Y es que, como en aquel poema de Dylan Thomas, en el que la pelota que el poeta dice haber arrojado cuando jugaba de niño en el parque todavía no ha tocado el suelo, yo, que hace casi cuarenta años me llevé una bofetada tratando de emular a aquellos héroes de televisión en bermudas, me encuentro con que este otoño, este otoño azul, que amenaza con no acabar este 21 de diciembre, me paso el día negándome a decir “sí” o “no”, y respondiendo, a pesar de las bofetadas, aquel “a lo mejor”, que, ahora que lo pienso, no deja de ser la versión peninsular del “preferiría no hacerlo” de Bartleby, el desconcertante protagonista del relato homónimo escrito por Herman Melville en 1856.
Muchos pierden la compostura ante este tipo de posturas. Dicen que hay que comprometerse, cuando lo cierto es que no hay nada más comprometido que resistirse a ser secuestrado por el partidismo. ¿Y qué es el partidismo?
Un joven y prometedor analista político llamado Erasmo de Rotterdam (1466-1536) lo explica muy bien en un texto titulado Para borrar con esponja las acusaciones de Hutten: “Entiendo por ‘partidismo’ la conformidad plenaria con todo lo que Lutero ha escrito, escribe o escribirá alguna vez; tal modo de total entrega de sí mismo se da algunas veces en personas distinguidas, pero yo tengo declarado públicamente a todos mis amigos que, si solo pueden seguir queriéndome siendo yo luterano incondicional, los autorizo para que piensen de mí lo que quieran. Amo la libertad; no quiero ni puedo servir jamás a un partido”.
No se trata, pues, como dicen muchos, de indecisión, ambigüedad, confusión o miedo, pues se necesita tener mucha decisión para mantenerse en el derecho a no asumir las clasificaciones que quieren imponernos los demás.
Se necesita tener muy claro quién se es para no dejarse llevar por los enjambres de la histeria identitaria. Se necesita tener muy claro dónde está el verdadero problema para no dejarse enredar en los seudoproblemas con los que al sistema le interesa distraernos.

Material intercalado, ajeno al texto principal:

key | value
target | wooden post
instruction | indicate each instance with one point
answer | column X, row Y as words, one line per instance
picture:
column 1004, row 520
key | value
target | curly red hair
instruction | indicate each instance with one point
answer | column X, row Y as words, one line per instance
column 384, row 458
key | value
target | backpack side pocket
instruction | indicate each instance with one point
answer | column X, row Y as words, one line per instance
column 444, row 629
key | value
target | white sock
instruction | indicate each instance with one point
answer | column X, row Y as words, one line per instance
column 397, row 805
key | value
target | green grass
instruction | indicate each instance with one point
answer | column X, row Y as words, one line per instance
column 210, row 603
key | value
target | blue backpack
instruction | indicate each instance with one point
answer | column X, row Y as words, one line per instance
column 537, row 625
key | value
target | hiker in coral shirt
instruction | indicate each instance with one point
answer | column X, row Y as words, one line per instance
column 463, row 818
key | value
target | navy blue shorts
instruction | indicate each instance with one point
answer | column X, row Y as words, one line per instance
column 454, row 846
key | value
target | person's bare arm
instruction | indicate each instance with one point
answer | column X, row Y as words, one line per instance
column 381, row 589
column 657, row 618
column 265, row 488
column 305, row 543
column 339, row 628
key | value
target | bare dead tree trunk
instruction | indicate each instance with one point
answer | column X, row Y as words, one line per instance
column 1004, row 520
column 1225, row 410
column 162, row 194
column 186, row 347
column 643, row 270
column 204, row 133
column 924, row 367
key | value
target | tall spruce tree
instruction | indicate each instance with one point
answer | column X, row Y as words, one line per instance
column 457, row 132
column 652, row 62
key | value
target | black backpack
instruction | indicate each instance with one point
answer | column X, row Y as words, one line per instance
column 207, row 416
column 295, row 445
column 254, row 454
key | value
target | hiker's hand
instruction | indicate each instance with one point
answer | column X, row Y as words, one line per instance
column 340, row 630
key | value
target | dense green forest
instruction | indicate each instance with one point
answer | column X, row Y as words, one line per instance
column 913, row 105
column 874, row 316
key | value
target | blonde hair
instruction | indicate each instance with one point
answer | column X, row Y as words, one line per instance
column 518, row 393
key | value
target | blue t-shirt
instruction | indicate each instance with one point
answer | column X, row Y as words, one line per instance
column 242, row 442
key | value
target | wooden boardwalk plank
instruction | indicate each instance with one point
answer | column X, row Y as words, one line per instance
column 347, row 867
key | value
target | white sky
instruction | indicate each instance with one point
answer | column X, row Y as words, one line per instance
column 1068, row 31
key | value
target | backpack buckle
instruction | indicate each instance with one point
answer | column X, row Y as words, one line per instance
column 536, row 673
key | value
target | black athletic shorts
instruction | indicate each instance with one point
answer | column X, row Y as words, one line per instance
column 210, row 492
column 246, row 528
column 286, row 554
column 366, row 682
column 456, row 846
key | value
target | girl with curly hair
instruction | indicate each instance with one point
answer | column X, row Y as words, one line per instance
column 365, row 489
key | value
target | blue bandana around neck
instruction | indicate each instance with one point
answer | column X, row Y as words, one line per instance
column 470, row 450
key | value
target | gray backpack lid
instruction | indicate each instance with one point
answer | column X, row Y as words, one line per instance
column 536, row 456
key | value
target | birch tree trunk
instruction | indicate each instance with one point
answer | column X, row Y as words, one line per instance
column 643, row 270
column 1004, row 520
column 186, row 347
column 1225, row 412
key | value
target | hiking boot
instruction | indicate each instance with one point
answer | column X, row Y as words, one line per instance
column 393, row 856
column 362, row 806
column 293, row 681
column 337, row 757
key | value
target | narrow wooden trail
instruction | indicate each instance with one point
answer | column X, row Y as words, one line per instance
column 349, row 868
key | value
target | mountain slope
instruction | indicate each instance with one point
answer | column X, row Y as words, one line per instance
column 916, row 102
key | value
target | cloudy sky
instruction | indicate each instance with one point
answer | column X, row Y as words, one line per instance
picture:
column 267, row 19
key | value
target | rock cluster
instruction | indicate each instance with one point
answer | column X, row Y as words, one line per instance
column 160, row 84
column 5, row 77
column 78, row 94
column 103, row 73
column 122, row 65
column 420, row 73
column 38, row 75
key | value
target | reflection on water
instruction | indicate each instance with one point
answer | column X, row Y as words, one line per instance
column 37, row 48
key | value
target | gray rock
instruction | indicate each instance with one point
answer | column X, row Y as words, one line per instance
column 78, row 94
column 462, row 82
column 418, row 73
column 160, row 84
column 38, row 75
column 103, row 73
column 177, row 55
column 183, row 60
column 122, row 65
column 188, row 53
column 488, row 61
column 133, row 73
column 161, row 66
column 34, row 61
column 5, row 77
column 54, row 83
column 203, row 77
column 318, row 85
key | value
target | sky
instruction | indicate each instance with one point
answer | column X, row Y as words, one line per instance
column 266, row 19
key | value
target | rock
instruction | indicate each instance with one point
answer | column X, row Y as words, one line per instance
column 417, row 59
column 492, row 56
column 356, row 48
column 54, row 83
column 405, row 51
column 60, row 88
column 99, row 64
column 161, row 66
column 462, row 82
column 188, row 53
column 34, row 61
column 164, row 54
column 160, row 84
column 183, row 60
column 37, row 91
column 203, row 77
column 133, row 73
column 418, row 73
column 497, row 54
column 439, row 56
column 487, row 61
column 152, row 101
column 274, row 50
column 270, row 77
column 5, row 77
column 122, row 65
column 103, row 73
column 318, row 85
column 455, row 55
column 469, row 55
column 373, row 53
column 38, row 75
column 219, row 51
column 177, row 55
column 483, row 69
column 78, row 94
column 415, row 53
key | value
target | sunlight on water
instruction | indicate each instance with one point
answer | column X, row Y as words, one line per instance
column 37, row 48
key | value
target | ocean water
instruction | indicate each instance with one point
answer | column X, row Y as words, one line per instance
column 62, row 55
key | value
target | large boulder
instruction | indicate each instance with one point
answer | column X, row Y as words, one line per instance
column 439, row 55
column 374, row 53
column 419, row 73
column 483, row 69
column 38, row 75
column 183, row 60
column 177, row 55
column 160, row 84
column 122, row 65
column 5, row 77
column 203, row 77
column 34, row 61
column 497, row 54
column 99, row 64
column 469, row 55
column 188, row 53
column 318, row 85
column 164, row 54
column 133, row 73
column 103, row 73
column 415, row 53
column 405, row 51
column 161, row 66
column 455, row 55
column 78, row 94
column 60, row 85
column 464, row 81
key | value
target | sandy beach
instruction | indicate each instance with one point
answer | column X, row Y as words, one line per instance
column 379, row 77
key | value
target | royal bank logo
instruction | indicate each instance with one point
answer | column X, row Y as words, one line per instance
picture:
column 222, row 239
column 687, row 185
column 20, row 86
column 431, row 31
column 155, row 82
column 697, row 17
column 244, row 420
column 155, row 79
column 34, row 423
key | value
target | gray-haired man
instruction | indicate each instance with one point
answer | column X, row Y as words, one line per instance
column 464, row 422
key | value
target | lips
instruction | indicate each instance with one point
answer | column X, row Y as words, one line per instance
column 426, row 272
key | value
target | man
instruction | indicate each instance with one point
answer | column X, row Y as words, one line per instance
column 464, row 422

Y se necesita tener mucho aguante y valor para mantenerse, como decía el Premio Nobel de literatura Romain Rolland, en vísperas de la Primera Guerra Mundial, au dessus de la mêlée, es decir, ‘por encima de las pugnas o de la refriega».
En todo caso, tal y como dijo Michel de Montaigne, nadie podrá acusarnos de actuar poco en un momento en el que todos actuaban demasiado.
Quizás nos equivocábamos cuando decíamos aquello de que los políticos no nos representan, porque la verdad es que nos sobrerrepresentan, obligándonos a decir lo que no queremos decir y permitiéndose hacer lo que no les hemos dado el permiso de hacer.
¿Quiere decir eso que no votaré? A lo mejor. ¿Quiere decir que votaré? A lo mejor. ¿Quiere decir que votaré a este o al otro bloque? Preferiría no hacerlo.
Por mi parte, trataré de seguir a Erasmo, quien frente a los hombres y a las mujeres del “procés” y del “antiprocés”, hubiese preferido ser un “homo pro se”1.